Consciousness came loose in me, unhinged from linear time. Since the dash clock shorted two nights ago, driving in the dark gave me no proof of distance covered, time incremented. The effect was drug-like, as my body coursed with caffeine, singed at the edges and curled in on itself from sleep deprivation I couldn't be sure if the past few minutes had lasted an hour or had passed between breaths. I'd be able to remind myself that this was what was happening to me and so regain control or sanity for a moment, but the repeated revelation eventually grew stale, just sat in the lap of my mind like a crusty towel gone useless.
I pulled over often to urinate. The highway was lined with gravel and scrub which became shockingly real at these moments, when I crunched a few feet out into it and relieved myself. I felt small, that only a sliver of the world was at my back while the great portion of it lay before me. I pushed my vision out and out and my eyeballs were little flexing muscles pulsing with the desperate need to see, to defy the physics of light. And yet I did see more, or projected. Mountains and cactii suggested themselves sleepily, warily through the gloom. Also the dark, while it made objects seem dull or dead, itself felt like a presence very much awake and breathing and exquisitely poised atop the planet.
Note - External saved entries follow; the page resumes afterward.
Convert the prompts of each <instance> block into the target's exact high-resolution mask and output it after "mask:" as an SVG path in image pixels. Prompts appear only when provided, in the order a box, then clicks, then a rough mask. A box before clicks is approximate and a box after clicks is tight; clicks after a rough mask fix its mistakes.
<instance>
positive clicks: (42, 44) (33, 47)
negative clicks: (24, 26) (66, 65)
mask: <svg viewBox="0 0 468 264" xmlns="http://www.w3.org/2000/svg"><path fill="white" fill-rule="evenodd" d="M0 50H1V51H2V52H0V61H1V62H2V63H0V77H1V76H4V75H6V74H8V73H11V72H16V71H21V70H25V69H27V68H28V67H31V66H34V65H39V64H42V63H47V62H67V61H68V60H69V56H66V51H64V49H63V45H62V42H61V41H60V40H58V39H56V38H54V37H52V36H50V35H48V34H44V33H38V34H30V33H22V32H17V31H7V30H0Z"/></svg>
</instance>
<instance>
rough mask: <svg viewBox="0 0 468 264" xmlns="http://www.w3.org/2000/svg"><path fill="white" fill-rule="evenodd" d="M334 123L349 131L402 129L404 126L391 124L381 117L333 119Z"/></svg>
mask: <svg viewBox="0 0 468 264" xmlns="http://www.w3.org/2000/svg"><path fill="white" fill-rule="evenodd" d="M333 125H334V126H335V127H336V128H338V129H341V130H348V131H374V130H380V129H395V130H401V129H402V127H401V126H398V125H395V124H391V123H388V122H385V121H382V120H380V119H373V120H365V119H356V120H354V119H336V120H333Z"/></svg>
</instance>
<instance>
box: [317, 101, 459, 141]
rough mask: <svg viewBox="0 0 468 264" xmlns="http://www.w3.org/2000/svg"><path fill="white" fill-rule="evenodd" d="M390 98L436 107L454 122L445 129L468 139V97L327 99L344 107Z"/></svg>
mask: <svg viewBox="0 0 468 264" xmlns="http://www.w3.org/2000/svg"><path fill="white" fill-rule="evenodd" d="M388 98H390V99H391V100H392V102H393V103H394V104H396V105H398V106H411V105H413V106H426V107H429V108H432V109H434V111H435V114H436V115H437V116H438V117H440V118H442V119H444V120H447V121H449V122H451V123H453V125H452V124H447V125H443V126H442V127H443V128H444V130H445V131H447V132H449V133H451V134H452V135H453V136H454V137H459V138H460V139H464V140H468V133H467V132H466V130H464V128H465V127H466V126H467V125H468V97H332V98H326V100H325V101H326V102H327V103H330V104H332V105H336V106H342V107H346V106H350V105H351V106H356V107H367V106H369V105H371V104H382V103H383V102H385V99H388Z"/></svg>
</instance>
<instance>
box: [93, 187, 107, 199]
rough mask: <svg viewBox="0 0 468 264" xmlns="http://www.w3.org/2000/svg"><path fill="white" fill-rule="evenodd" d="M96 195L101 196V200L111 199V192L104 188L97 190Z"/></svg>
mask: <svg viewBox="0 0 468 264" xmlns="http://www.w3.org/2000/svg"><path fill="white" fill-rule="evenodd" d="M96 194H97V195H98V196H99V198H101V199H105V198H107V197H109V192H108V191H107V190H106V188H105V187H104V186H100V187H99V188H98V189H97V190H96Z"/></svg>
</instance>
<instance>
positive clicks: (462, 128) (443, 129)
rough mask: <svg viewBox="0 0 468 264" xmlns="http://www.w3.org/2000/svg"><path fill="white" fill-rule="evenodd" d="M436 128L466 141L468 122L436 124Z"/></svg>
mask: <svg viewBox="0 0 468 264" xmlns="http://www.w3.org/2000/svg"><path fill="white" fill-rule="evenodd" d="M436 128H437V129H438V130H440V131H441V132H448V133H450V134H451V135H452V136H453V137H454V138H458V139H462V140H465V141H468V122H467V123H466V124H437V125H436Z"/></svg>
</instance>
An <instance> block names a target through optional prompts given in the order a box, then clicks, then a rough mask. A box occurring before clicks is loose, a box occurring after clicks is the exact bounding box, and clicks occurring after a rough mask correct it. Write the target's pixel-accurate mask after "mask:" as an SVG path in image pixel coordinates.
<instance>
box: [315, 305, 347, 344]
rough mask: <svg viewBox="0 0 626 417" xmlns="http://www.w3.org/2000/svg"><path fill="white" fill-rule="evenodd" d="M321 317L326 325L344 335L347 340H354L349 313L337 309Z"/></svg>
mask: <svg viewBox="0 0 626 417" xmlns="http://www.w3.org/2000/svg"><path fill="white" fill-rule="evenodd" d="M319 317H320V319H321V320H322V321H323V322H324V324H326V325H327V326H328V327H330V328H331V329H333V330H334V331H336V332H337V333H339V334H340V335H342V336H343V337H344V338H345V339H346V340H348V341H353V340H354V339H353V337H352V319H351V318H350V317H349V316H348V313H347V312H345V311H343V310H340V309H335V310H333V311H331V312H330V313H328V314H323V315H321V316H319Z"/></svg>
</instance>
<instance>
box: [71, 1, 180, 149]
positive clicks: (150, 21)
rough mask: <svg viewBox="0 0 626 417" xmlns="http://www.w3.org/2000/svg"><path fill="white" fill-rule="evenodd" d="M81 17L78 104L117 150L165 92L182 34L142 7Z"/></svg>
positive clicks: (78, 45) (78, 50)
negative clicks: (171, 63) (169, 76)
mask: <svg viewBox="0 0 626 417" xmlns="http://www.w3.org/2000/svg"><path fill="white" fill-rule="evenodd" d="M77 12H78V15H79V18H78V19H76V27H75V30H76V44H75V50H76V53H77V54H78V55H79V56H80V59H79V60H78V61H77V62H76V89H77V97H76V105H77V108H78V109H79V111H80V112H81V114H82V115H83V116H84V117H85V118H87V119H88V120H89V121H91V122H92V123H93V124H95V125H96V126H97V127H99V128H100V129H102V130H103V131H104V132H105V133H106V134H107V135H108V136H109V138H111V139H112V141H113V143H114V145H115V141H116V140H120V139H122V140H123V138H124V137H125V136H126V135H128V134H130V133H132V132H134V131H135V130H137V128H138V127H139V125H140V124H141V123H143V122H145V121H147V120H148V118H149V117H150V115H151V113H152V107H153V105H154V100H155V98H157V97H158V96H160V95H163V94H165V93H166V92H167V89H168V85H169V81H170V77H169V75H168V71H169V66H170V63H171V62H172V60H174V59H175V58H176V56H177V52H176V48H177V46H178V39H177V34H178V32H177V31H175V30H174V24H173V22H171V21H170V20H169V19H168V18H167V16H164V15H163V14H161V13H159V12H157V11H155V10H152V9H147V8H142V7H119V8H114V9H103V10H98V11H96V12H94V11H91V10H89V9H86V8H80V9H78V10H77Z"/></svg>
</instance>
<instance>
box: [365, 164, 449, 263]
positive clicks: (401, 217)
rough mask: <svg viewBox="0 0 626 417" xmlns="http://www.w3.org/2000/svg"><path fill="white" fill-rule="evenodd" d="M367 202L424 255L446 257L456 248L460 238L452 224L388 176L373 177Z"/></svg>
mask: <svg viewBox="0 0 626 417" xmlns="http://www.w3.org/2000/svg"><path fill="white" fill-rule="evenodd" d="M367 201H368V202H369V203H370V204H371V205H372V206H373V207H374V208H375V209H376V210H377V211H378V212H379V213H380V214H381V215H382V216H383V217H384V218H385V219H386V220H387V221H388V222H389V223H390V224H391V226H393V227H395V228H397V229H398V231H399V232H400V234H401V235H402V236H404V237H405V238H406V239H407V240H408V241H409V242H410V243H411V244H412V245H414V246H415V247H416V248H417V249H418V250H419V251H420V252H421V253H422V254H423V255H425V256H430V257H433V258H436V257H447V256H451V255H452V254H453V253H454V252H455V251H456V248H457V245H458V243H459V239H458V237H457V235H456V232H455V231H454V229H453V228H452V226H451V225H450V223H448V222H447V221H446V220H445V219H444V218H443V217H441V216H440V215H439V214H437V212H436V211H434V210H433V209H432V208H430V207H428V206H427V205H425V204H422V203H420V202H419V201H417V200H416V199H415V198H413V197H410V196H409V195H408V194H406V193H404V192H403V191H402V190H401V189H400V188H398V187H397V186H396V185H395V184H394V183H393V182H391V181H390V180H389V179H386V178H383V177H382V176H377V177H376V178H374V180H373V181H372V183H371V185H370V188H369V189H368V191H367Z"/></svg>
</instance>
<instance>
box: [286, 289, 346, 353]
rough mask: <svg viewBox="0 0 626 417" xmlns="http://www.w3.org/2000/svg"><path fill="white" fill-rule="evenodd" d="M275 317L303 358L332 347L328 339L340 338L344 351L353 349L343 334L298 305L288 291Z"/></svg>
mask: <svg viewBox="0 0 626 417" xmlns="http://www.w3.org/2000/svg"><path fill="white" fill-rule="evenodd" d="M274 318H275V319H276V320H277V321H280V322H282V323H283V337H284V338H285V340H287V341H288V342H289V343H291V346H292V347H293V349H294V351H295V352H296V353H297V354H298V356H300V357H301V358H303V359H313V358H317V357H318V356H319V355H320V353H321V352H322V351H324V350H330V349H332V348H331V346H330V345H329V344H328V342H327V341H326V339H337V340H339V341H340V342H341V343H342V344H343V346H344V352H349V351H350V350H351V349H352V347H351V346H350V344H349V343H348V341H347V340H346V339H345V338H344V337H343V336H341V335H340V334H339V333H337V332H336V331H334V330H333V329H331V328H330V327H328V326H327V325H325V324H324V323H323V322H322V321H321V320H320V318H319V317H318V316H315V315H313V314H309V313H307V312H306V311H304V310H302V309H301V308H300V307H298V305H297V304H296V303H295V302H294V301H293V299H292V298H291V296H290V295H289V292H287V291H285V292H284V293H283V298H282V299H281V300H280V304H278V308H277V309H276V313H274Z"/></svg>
Stopped, I'd be struck by the pervasive growling energy of stillness, as if not moving was an act of aggression, even a deadly one. Sitting muted in my little car shuttling fast across the indifferent geography I lost myself, all sense of self. Stopped and standing on the edge of the road, the earth and air filled themselves with immediacy and probing inquisitiveness and I stood there silently, passively allowing them to sniff and encircle me. I was flung far and hard into my unmoving rigidity and made to feel as if a feat of strength and stoicism was needed to keep my skeleton beneath my skin.
I lit a cigarette and sat smoking on the hot vibrating hood of the car.
It's true what Olive said, that I don't believe in the reality of what I do or even in my own presence in the world. We'd been far drunk and I am, when drunk, very generous with the accidental poignancy in the observations of others. Especially concerning myself, me with a desperate desire for others to weigh in. By reality she must have meant consequences, since she'd been the most recent victim of my romantic arbitrariness, but I took it to mean something more far-reaching, more abstract, that I never knew I was real or thought of myself as real until I heard the cry of pain from somebody near. Pain, or ecstasy.
"That," I said, leaning with heat and lead in my skull, "is a brilliant observation. I think you're absolutely right."
"OK, so now what? Fix it."
She took a step away from me. In the other room some Neanderthal bumped the needle off Neil Young and a cold dizzying silence, like blankets thrown from naked skin, came down on us.
"I can't fix it. How do I fix it."
"Wake up."
Far behind me I felt but did not see or hear a semi truck approaching. My car beneath my thighs sort of hiccuped, flipped gears for a second and whined plaintively before dropping back down to its humble splutter.
You train the earth to know your step, to relent under your boot.